Facebook Inc. (FB), owner of the largest social-networking service, rose 5.2 percent amid optimism that the company will be able to step up sales growth from advertising shown to users on mobile devices.
Facebook is benefiting from growing interest in new ad features that let companies target the more than 1 billion users on the service, many of them by way of wireless gadgets. Revenue tied to mobile advertising should surpass sales from similar spending on desktops in 2014, according to JPMorgan.
“We are incrementally positive on Facebook shares into 2013 as we believe it remains very early in the trajectory of Facebook’s mobile advertising,” the JPMorgan team, led by Doug Anmuth, wrote today in a note. “Importantly, we believe marketers are also realizing that there is branding and awareness value in Facebook ads and that users don’t necessarily have to click through to drive returns.”
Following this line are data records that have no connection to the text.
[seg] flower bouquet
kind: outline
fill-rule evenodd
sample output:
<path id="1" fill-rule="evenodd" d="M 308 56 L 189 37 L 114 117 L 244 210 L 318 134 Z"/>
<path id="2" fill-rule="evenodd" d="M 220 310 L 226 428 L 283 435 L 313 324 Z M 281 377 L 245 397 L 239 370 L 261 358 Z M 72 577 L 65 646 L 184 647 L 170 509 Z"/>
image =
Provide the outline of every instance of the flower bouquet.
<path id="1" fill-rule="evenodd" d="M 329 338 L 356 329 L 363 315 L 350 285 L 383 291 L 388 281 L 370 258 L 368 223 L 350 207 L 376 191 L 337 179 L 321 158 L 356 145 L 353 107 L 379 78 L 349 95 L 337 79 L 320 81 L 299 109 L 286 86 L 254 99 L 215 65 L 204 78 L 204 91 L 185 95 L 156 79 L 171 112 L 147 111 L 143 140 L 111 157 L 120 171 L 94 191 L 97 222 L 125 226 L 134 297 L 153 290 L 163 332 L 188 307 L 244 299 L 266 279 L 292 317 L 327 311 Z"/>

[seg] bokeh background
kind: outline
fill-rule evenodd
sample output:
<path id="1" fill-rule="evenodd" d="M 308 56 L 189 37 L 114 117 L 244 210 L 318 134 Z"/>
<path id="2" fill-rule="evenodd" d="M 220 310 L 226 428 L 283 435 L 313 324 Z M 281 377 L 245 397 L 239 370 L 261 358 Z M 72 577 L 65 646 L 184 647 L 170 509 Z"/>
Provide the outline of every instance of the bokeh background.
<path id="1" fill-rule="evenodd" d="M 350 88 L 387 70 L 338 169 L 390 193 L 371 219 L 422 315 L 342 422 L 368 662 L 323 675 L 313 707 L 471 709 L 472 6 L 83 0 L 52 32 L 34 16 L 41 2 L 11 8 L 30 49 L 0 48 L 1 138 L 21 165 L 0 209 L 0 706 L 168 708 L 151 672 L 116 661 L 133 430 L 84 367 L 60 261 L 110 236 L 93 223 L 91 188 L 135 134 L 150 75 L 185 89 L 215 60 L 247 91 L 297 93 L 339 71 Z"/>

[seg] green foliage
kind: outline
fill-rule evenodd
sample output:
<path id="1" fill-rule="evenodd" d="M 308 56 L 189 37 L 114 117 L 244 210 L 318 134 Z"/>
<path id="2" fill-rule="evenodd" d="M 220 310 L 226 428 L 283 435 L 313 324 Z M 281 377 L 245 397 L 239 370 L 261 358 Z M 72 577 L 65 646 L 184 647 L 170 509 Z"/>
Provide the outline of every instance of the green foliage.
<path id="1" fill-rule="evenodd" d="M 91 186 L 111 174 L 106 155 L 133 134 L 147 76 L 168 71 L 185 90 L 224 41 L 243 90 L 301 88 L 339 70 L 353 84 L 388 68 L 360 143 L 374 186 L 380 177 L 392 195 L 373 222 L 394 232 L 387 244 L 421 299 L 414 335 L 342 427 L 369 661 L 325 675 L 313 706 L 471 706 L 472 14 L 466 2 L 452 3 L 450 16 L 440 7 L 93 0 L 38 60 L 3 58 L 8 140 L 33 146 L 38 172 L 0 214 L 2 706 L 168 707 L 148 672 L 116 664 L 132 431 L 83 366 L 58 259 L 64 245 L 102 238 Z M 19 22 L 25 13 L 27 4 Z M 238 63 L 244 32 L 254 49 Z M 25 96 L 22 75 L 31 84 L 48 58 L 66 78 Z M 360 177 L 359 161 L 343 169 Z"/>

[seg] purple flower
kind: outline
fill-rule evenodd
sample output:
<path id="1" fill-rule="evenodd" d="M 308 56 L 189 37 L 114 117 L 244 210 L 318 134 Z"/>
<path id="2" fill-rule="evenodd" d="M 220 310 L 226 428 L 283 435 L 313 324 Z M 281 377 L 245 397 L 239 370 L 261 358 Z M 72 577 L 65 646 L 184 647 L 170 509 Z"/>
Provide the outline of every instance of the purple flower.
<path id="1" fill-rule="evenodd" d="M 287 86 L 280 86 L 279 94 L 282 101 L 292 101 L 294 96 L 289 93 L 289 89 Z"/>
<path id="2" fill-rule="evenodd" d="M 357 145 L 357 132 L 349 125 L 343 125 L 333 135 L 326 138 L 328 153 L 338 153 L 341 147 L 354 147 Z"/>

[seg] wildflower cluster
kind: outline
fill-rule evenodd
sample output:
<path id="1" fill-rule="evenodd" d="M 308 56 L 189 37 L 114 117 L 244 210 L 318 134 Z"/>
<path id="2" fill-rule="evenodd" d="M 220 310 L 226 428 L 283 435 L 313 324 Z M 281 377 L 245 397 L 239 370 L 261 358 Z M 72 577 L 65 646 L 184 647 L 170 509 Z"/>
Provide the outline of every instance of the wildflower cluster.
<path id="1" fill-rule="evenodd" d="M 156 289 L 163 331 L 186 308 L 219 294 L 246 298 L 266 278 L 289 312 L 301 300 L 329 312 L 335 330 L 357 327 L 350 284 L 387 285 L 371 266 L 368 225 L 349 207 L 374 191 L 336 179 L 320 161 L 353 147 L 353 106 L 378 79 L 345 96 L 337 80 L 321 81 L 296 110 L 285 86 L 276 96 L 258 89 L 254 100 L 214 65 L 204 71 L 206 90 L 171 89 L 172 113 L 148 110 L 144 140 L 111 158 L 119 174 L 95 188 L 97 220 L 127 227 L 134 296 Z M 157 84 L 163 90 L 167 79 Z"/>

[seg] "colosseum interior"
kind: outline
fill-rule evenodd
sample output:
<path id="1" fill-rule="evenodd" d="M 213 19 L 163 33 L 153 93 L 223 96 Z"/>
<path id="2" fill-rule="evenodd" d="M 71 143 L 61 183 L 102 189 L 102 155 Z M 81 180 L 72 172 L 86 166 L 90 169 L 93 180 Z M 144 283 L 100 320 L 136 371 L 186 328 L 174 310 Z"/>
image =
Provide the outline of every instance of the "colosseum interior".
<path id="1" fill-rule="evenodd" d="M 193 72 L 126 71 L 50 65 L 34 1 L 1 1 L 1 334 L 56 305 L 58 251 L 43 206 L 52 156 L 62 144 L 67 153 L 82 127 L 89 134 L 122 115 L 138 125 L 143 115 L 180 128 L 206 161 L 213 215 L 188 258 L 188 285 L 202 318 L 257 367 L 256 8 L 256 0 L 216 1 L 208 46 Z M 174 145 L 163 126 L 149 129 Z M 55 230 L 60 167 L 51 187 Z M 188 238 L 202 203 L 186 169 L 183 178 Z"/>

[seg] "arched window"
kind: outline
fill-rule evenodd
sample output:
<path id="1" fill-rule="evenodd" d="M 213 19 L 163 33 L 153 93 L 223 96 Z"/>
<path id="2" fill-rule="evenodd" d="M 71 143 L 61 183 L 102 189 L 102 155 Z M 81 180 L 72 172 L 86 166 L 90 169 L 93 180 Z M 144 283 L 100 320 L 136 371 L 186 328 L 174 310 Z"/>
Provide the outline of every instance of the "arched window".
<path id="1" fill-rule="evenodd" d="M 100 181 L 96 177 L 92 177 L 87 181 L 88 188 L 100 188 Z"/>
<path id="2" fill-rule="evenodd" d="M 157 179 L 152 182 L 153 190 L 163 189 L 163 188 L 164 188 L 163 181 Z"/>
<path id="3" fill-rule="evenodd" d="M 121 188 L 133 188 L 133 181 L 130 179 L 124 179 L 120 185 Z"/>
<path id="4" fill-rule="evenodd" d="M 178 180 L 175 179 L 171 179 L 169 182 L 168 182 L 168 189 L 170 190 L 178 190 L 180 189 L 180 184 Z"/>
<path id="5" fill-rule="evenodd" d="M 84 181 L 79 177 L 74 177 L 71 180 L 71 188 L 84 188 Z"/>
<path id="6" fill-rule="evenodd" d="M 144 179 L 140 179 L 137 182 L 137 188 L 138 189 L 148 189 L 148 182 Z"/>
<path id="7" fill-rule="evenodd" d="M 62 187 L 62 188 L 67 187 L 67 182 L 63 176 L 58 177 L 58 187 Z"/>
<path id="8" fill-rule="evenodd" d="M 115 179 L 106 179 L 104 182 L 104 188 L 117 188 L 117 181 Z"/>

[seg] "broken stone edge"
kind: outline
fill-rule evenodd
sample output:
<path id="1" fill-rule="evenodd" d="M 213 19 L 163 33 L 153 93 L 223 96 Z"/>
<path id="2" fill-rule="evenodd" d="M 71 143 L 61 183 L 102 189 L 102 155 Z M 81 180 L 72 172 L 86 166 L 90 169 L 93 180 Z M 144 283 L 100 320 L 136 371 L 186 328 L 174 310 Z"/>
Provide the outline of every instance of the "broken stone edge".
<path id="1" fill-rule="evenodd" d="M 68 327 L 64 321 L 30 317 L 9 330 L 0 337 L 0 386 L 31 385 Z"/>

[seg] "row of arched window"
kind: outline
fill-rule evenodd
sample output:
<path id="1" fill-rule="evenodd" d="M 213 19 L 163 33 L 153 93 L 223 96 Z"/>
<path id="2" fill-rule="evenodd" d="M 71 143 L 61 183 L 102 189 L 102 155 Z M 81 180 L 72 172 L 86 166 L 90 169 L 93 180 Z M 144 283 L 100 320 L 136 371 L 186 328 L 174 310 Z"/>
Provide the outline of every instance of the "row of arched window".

The company probably boosted overall advertising growth 49 percent in the fourth quarter of last year, up from a 36 percent increase in the third quarter, the analysts said. Mobile, driven by the growing number of users accessing the service on smartphones and tablets, should make up 27 percent of ad revenue in the quarter, up from 14 percent in the third quarter.
For 2013, Facebook should generate $6.69 billion in sales, up 7 percent from an earlier estimate, and $8.24 billion in 2014, up 7.6 percent from the prior estimate, according to the note.
While mobile is boosting revenue, desktop advertising is also benefiting from new ad tools, including the Facebook Exchange, which helps companies target marketing messages based on users’ past Web activities.
Checks with advertising agencies, partners and marketers all “came back more positive” than expected for the Facebook Exchange service, Ralph Schackart, an analyst at William Blair & Co., wrote today in a note.
“Our channel checks suggest FBX ads are being rapidly adopted and are significantly underpriced, with the potential to increase threefold,” Schackart wrote.